How To Start Mindfulness Meditation
Mindfulness meditation is not difficult or complicated. Although it does take some effort and persistence. A good way to start mindfulness meditation is by choosing a time and place to practice. It doesn’t take a lot of time, only 20 minutes out of your day. Start with 10 minutes twice a day. You won’t need any special equipment. All you need is a place to sit, stand or lie undisturbed for the duration of your meditation.

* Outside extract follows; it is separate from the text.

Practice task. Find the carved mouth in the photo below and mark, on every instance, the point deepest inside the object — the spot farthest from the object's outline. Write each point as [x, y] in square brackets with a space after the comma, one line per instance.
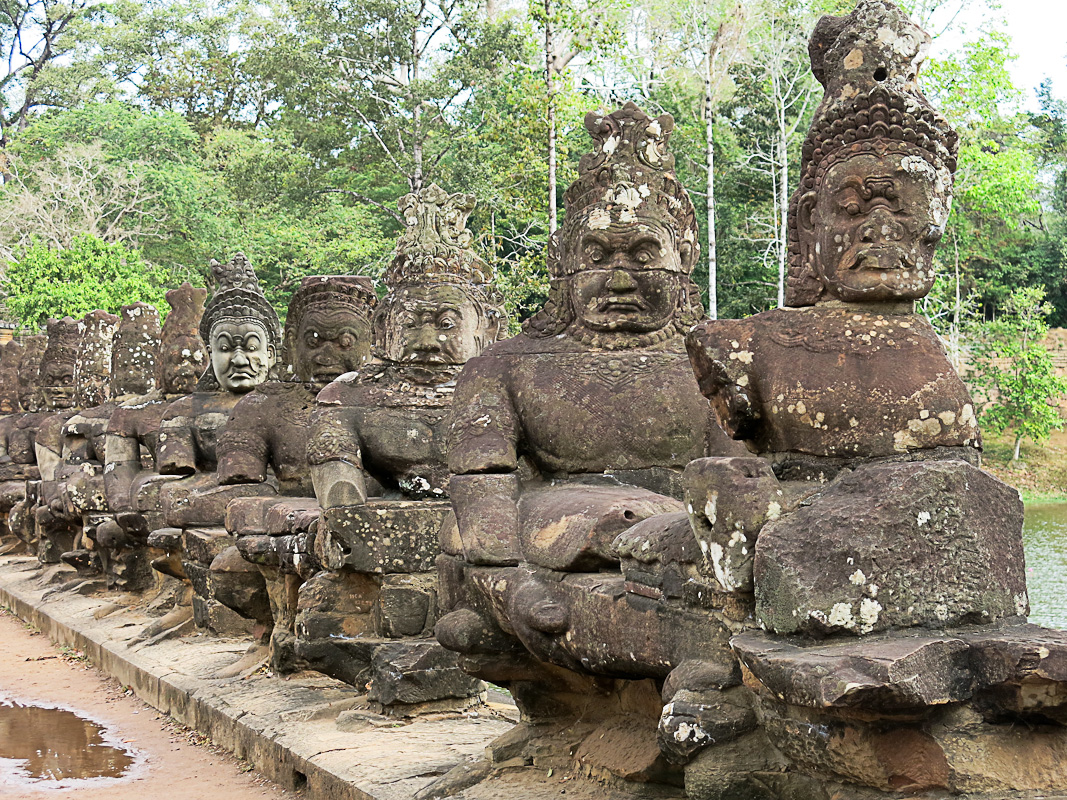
[881, 257]
[621, 304]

The meditation below is a simple breath-based meditation. It demonstrates the basic technique and only takes a few minutes.
- Sit erect, but relaxed in a straight-backed chair with your feet flat on the floor. If you cannot sit, then lie on a mat or blanket on the floor or on your bed. Allow your arms and hands to be as relaxed as possible.
- Close your eyes and focus your awareness on your breath as it flows into and out of your body. Feel the sensation the air makes as it flows in through your nose or mouth, down your throat, and into your lungs. Feel the expansion of your chest and belly as you breathe. Focus your awareness on where the sensations are the strongest. Stay focused on each in-breath and out-breath. Observe them without trying to alter them in any way or expecting anything special to happen.
- When your mind wanders, just refocus your awareness back to your breath. Try not to criticize yourself. Minds wander. It’s what they do. Realizing your mind has wandered and encouraging it to refocus on your breath is central to the practice of mindfulness.
- Your mind may become calm -or maybe not. Your mind may become filled with thoughts or powerful emotions such as fear or anger. Whatever happens, observe as best you can without reacting to your experience or trying to change anything. Just return your awareness back to the sensations of your breath.
- After a few minutes or longer if you prefer, open your eyes and take in your surroundings.
The simple breath-based meditation comes from the book You Are Not Your Pain: Using Mindfulness to Relieve Pain, Reduce Stress, and Restore Well-Being. The book provides a step by step guide of short meditation practices to help those who suffer from chronic pain. The physical book comes with a CD and the Kindle version comes with audio tracks of the meditations that you can download.
Pain Doesn’t Have To Rule Your Life
Pain cannot be ignored or wished away. It not only involves physical discomfort but also your perception, feelings, and thoughts. Stress and pain can turn into an inescapable cycle. You’re in pain, so you feel stressed. Then the additional stress ratchets up the pain even more.
Research shows mindfulness meditation can significantly reduce the stress that can arise from chronic pain and illness. It may not completely end your pain, but it will ensure that it no longer dominates your life.
“Pain is inevitable. Suffering is optional.” -Haruki Murakami
Mindfulness means living in the moment and awakening to the experience instead of life passing you by. Any activity can be done with mindfulness. Cleaning your home, driving, walking, and exercising can be incorporated into a mindfulness practice. Simply tune into the sensations you are experiencing in any given moment.
Last night I dreamt I was doing the breath-based meditation in my sleep. I woke up completely relaxed and I still feel relaxed hours later. I guess it’s working in more ways than one. Who knew? LOL.